The £49bn (€67bn) Universities Superannuation Scheme (USS) has become a direct counterparty to a UK utility company in an inflation swap used to manage liabilities.

Inflation swap derivatives are normally run through banks that act as counterparties to both sides.

The cost of managing these transactions, however, has increased due to banking regulation since the financial crisis.

The deal with Yorkshire Water, thought to be worth more than £130m, was arranged when the company’s previous swap deals approached a break clause – where banks and customers often renegotiate the pricing of derivatives.

The multi-employer pension scheme for higher education workers in the UK said long-dated derivatives were becoming expensive for counterparties to roll over with banks when break clauses are reached.

Yorkshire Water’s break allowed USS to offer an alternative, adding an inflation match in the scheme’s liability-driven investment (LDI) portfolio.

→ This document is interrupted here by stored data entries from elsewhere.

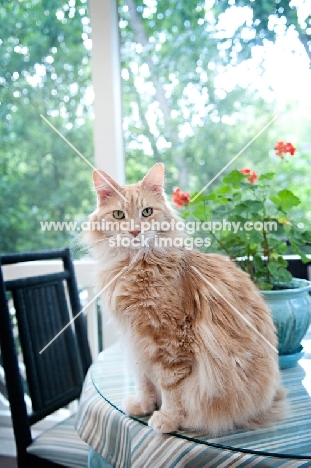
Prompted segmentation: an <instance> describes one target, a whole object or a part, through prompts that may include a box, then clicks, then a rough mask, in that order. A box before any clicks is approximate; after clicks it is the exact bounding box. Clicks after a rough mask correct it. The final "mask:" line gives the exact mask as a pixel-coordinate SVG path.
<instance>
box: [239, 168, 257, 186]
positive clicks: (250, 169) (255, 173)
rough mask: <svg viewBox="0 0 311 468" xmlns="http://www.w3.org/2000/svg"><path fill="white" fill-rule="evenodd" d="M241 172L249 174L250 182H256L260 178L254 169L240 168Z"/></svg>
mask: <svg viewBox="0 0 311 468" xmlns="http://www.w3.org/2000/svg"><path fill="white" fill-rule="evenodd" d="M239 172H241V174H243V175H247V176H248V178H247V179H248V181H249V183H250V184H254V183H255V182H256V180H257V179H258V175H257V174H256V172H255V171H252V170H251V169H247V168H246V169H240V171H239Z"/></svg>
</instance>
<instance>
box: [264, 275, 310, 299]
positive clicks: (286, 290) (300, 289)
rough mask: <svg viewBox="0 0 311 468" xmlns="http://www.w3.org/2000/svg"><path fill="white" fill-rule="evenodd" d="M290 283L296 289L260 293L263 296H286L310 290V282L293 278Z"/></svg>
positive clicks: (291, 288) (276, 290)
mask: <svg viewBox="0 0 311 468" xmlns="http://www.w3.org/2000/svg"><path fill="white" fill-rule="evenodd" d="M292 281H293V282H294V283H296V284H297V287H296V288H288V289H276V290H274V291H270V290H267V291H265V290H262V291H260V292H261V293H263V294H264V295H265V296H272V295H273V296H275V295H280V296H281V295H282V294H288V293H293V294H295V293H301V292H304V291H310V290H311V281H309V280H305V279H301V278H293V279H292Z"/></svg>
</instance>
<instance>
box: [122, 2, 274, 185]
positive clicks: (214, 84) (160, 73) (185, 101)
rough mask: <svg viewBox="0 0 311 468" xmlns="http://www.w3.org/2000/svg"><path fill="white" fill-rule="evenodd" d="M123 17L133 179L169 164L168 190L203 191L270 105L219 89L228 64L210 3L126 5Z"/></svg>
mask: <svg viewBox="0 0 311 468" xmlns="http://www.w3.org/2000/svg"><path fill="white" fill-rule="evenodd" d="M119 14H120V29H121V42H122V46H121V59H122V76H123V93H124V104H125V105H124V113H125V142H126V154H127V164H128V166H127V167H128V176H129V180H130V181H131V182H134V181H135V180H137V178H139V177H141V176H142V175H143V172H144V171H146V170H147V168H149V167H150V166H151V165H152V164H154V163H155V162H157V161H163V162H165V165H166V170H167V182H168V185H167V190H168V191H170V190H171V188H172V187H173V186H174V185H180V186H181V187H182V188H183V189H184V190H185V189H192V190H193V189H195V188H201V187H202V186H204V185H206V184H207V183H208V182H209V181H210V180H211V179H212V177H214V176H215V174H217V172H218V171H219V170H220V169H221V168H222V167H223V166H224V165H225V164H226V163H227V162H229V160H230V159H231V158H232V157H233V156H234V155H235V154H236V153H238V151H239V150H240V149H241V148H243V146H244V145H245V144H247V143H248V141H249V140H250V139H251V138H252V137H253V136H255V134H256V133H257V132H258V131H259V130H260V129H261V128H262V127H263V126H264V125H265V124H266V123H267V122H268V121H269V120H270V118H271V117H272V115H273V113H272V108H271V106H269V105H268V104H267V103H265V102H264V100H263V99H261V98H260V97H259V96H258V94H257V95H256V93H255V92H253V91H252V92H249V91H248V90H247V89H245V88H242V87H234V86H231V84H230V82H229V81H228V80H227V83H226V86H225V88H224V87H223V86H221V85H220V84H218V81H217V80H218V78H219V76H220V75H222V73H223V72H224V71H225V69H226V66H227V62H226V60H224V58H223V57H222V54H221V53H220V52H221V51H220V50H219V40H218V39H216V38H215V37H214V36H215V24H216V22H217V19H216V17H215V12H214V10H213V9H212V8H209V7H207V6H206V2H204V1H202V0H196V1H192V2H183V1H181V0H170V1H161V2H148V1H142V0H122V1H120V8H119ZM267 136H268V133H266V134H265V138H262V139H261V140H258V141H256V142H255V143H254V145H253V147H252V153H253V156H258V155H259V150H260V152H261V154H262V150H263V149H265V148H266V150H267V151H268V148H269V145H270V147H271V141H269V138H268V137H267ZM137 161H140V162H141V163H140V164H139V165H138V164H137ZM241 161H243V158H241ZM239 164H242V162H241V163H240V161H239Z"/></svg>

Ben Levenstein, head of private debt and special situations at USS Investment Management, the scheme’s in-house asset manager, said it restructured Yorkshire Water’s inflation swap to match its own requirements.

“We got to a situation where both parties were happy with the predicted stream of cash flows from the new swap put in place,” he said.

USS, which has 7.4% of its assets in LDI, purchased long-dated inflation swaps from Yorkshire Water that mature in 2063.

It also removed any further break clauses.

Levenstein said USS began discussions with the water company a year ago, knowing it would require inflation-linked financing.

Water companies in the UK are owned privately, but their revenues are regulated by the government and include annual adjustments in line with the retail prices index, the same inflation measure used by USS to increase pensions.

He said the scheme was keen to continue sourcing direct inflation-swap deals with companies that require counterparties with a longer-term perspective.

“We are very keen to explore new opportunities,” he said. “USS is perfectly suited to this sort of investment with inflation and duration exposure.

“There have not been many of these transactions before, so we have developed the process to undertake ones like this.”

USS declined to comment on the structure of the deal, including whether the swap was collateralised.

Levenstein, however, said Yorkshire Water was a “strong” counterparty.

The pair set up a special-purpose vehicle, Aysgarth Finance, to manage the swap’s cashflows.

Earlier this year, Yorkshire Water announced it held £2bn in inflation swaps, with further breaks in 2018, 2020, 2023 and 2025 but plans in place to manage the breaks in 2018.

Yorkshire Water said its inflation-linked derivatives portfolio was putting pressure on the company’s credit quality, downgraded recently by Moody’s.